The artist rebellion against the Salon is legendary and has been duly romanticized by art history. The story goes that the Salon was a stifling force against which the most innovative artists of the day fought, but this is misleading. The Salon juries were inconsistent, accepting some artists some years and rejecting them in others. Wholesale rejection of artists now known to us as important was rare, and market autonomy was as vital to the rebelling artists as aesthetic autonomy. In 1855, for instance, Gustave Courbet set up an out-of-pocket Pavilion of Realism near the Salon because, even though the jury had selected ten of his paintings, his The Artist’s Studio was deemed too large. (In a 2014 Mousse magazine supplement about artist-curators, curator and writer Elena Filipovic described this move as ‘an entrepreneurial one-man show.’) Eighteen sixty-three was pivotal, the year of the first Salon des Refusés, a.k.a. Exposition des Ouvrages non Admis. This was an exhibition at the opposite end of the juried show in the Palais de l’Industrie, one in which artists who had been rejected by that year’s capricious jurists, who had only admitted 30 percent of applicants, were given the chance to show. Napoleon III was the instigator, perhaps the curator: in a provision befitting a ruler in a fairy tale, he offered artists a chance to exhibit so the public could judge their worth. Many refused the Refusés – to be shown there was, after all, the art-career equivalent of being pilloried or stocked – but proto-modernists like James McNeill Whistler and édouard Manet did not. Famously, Manet’s groundbreaking painting Le déjeuner sur l’herbe was one of the pieces in the Salon des Refusés.

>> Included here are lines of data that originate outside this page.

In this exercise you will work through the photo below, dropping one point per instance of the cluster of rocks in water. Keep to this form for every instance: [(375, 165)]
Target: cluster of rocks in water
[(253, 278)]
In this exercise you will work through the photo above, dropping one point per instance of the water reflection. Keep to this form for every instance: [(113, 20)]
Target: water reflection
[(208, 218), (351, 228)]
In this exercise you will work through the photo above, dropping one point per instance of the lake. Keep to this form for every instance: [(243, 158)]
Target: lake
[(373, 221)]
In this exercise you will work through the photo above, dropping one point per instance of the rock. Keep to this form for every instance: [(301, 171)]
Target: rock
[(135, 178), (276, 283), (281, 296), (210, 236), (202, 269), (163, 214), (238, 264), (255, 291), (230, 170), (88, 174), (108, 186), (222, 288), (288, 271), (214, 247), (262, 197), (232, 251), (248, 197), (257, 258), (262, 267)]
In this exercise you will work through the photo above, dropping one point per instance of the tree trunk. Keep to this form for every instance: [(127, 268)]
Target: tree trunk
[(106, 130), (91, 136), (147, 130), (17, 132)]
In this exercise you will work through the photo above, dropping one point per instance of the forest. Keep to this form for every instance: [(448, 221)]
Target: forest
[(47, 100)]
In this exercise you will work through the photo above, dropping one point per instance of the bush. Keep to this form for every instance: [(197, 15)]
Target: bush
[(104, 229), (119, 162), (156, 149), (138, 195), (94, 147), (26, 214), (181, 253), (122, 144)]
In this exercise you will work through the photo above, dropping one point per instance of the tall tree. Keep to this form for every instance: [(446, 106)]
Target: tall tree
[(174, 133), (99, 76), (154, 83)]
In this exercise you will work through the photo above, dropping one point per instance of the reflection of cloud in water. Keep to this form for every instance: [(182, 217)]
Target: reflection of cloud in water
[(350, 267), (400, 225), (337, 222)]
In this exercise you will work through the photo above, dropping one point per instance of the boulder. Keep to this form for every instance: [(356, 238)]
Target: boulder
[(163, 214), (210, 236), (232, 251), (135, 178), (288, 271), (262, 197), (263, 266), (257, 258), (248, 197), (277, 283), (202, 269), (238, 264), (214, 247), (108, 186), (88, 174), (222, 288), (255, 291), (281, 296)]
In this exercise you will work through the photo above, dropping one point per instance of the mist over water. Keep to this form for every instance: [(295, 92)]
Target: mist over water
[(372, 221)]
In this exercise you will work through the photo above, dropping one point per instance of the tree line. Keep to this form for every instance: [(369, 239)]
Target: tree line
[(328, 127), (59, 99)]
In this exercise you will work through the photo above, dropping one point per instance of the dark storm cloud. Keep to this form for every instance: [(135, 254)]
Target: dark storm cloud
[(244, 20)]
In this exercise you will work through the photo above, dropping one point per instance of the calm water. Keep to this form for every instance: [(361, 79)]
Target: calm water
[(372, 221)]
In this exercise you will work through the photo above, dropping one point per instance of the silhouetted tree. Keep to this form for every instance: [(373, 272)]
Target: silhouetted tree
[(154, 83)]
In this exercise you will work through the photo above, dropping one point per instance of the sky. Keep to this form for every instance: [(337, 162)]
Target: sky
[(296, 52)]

After the Salon des Refusés, artist-initiated exhibitions began to proliferate. There is no nominal curator here – artists themselves curate, a brave move for the time, complementing a newly personal, direct, collaborative and sometimes raw approach to making work, and in opposition to the academy-, studio- and patron-bound practices that had become standard. Paris exhibitions held by the Impressionists in the 1870s and 1880s, such as by the collective Societé Anonyme, ran concurrently with the Salon; the first, in 1874, was held at the studio of the photographer Nadar. The exhibitions might be seen as the forerunners of what we now call artist-run culture, but they were not divorced from the market. The emergent dealer played a role. Crucially, the Societé Anonyme, following the Royal Academy (and vociferous individuals like Courbet), rejected the Salon practice of ‘skying’ works: hanging paintings in a busy constellation on walls, with works deemed less important receiving obscure placement. Instead, the works were organized in two clean rows, standing out better and thereby easier both to appreciate and to sell. The exhibitions of the Societé Anonyme would continue to be held in intimate houses or studios in the manner of current-day auction previews, and would set the stage for other artist groups who forged alternative markets and patron systems for themselves, such as turn-of-the-century artist group the Nabis, also Paris-based, who circulated among a group of wealthy Jewish intellectuals who exhibited them in their drawing rooms and offices.